When the EU still had not come to an agreement on the single certificate by the May 1, 2004, deadline, the same date the 10 new member states joined the EU, Russia instituted a temporary ban on all imports of European meat starting June 1.
That “suspension,” as the European industry called it, was enough to get the Europeans back to the table to hammer out the last details of the certificate that went into effect Jan. 1, 2005.
The new single certificate may be in day-to-day use now, but more problems came along with the new agreement. Among them is Russia's refusal to acknowledge the health and safety standards of the new countries despite EU inspection and approval as part of membership.
Russia is playing hardball, especially with Poland. It refuses to give blanket approval to meat imports from new member states until a Russian veterinarian signs off on all meat processing and export establishments that want to do business with them.
EU health and consumer protection commissioner Markos Kyprianou told agriculture ministers from all 25 countries in February that Russia's process to approve health and food safety standards in the new member states was non-transparent, slow and expensive since Russia charges the costs of the inspection to each member state.
Though he's told Russia the meat facilities have been approved for intra-EU trade, “Russia has continued to insist upon the inspections and refused to commit to speeding up the process,” Kyprianou says.
But the Russians aren't making the single-certificate process easy for the “old” member states, either.
According to Jean Luc Meriaux, European Livestock and Meat Trading Union secretary general in Brussels, the Russians are requiring a paper trail that shows every country a steer, pig or chicken has passed through or lived in. That's fair enough, he says, because all meat shipments are labeled as part of the EU's extensive traceability program. The Russians, however, are insisting on a pre-export certificate that, in a sense, is a step back for the European meat industry.
“Since the single (European) market, there are no more certificates when we deliver beef or pork from one member state to the other because all member states have to comply with the same rules,” Meriaux says. “If we want to transport a beef truck or pork truck to Russia, and we want to go through different member states, then we need a certificate.
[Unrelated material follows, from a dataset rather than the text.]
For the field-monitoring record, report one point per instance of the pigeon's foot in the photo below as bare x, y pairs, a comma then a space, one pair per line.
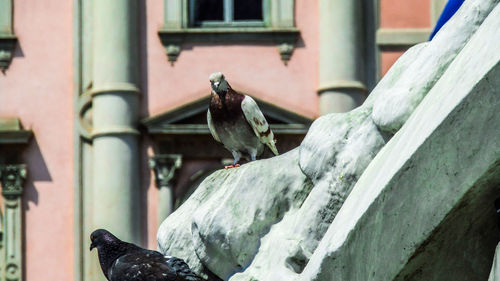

It's a burden without further improvement of traceability.”
Most problems with the new system revolve around the pre-export certificate, he says, with many complications arising due to language barriers. The Russians say they want a stamp but won't specify if it's a transport stamp or a veterinary stamp.
Beyond that, every EU country that exports to Russia must have a Russian veterinarian make spot checks on facilities or sign off on certificates. All this boosts costs and is just a result of Russian mistrust of the EU system, Meriaux says.
The European Commission says it's doing its best to iron out details on the new system with the Russians. Until that happens (perhaps years), European producers who want to be part of the lucrative Russian export market must play the Russian way.
Meghan Sapp is a U.S. journalist based in Brussels, Belgium, and writes about European Union agriculture.